Re: Covered hopper traffic patterns was Travels Of B&O N-34 Covered Hoppers

Richard Townsend
 

Here are a couple of possibilities from the southern Illinois area the B&O served. The info is from the Illinois State Geological Survey.

Tripoli is a highly porous rock that consists of tiny particles of quartz. Deposits in Illinois are found in the extreme southern portion of the state. Tripoli is used in the ceramic industry, in polishing optical lenses, as paint filler, and as a fine abrasive.
Fluorite, lead, and zinc production were historically important in Illinois. Fluorite, the official state mineral, metallic lead, and zinc ores are no longer mined in the state.
Beginning in the 1840s, mines were opened in the southeastern tip of the state in Hardin and Pope Counties to initially obtain galena (lead ore) and later fluorite.
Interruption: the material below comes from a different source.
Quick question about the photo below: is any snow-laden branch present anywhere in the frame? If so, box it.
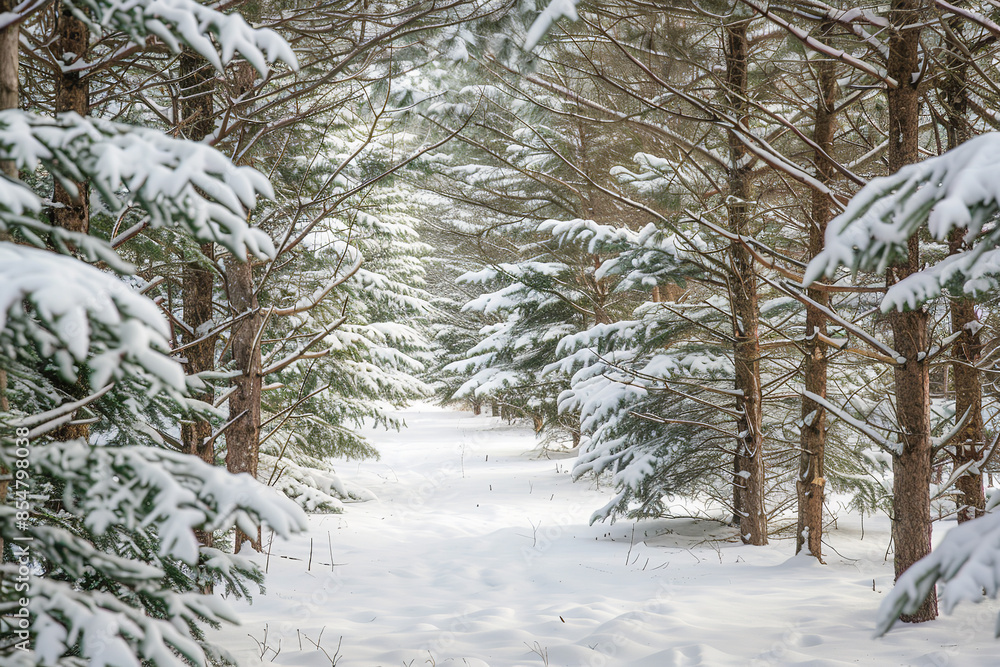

Illinois fluorite comprised more than 90 percent of the total U.S. production in the early 1980s, but competition from lower priced imports resulted in the last mine closing in 1996.

Richard Townsend
Lincoln City, OR


-----Original Message-----
From: Aley, Jeff A <Jeff.A.Aley@...>
To: main <main@RealSTMFC.groups.io>
Sent: Thu, May 31, 2018 8:59 am
Subject: Re: [RealSTMFC] Covered hopper traffic patterns was Travels Of B&O N-34 Covered Hoppers

Somewhere around here, I’ve got some data showing the average (mean) distance travelled by various commodities.  Perhaps it’s in the STMFC archives, which are now searchable.  Anyway, as Jim says, cement doesn’t travel very far.  Its availability, high density, and low value make it uneconomical and unnecessary to ship long distances.
 
Other commodities, however, such as trona and soda ash, did not have many sources, and therefore did travel long distances in early covered hoppers.  However, it does seem that the cars were in “almost captive” service as stated by Jim.  The LO’s serving the soda ash and trona industries on the UP in Wyoming & Idaho were (according to Freight Conductor’s books) entirely home-road and leased cars.  No B&O N-34’s were confiscated for this traffic (in the data that I have).
 
Regards,
 
-Jeff
 
P.S. I can dig out the primary source data if anyone is REALLY interested.
 
 
From: main@RealSTMFC.groups.io [mailto:main@RealSTMFC.groups.io] On Behalf Of Jim Betz
Sent: Thursday, May 31, 2018 7:50 AM
To: main@RealSTMFC.groups.io
Subject: Re: [RealSTMFC] Covered hopper traffic patterns was Travels Of B&O N-34 Covered Hoppers
 
Hi,
  To add to what Bruce is saying - cement service is rarely 'long distance'.  Any
routing longer than 100 to 200 miles would pass several closer plants/users.
Cement is relatively heavy stuff.  Most cement shipping is predictable by
project and/or season.  Covered hoppers in cement service were usually
in that same service - only - for long periods of time.  Think "Interstate
construction in an area", "the building of a dam", etc.
  So, although cement hoppers were not typically stenciled for 'captive
service' - they were, for all intents and purposes used that way - with
periodic reassignments as necessary.
  I have not researched other uses of early covered hoppers but I
suspect that similar things could be said of those services as well.
For example - if you are shipping sand for ceramic use ... the supply
point(s) and the plant(s) using it are going to be the same.  And the
user is going to find the closest source for the product they need.
  Bottom line - it's a slippery slope to think of covered hoppers as
"general service cars".  And it's even slipperier for the early hoppers.
                                           - Jim B.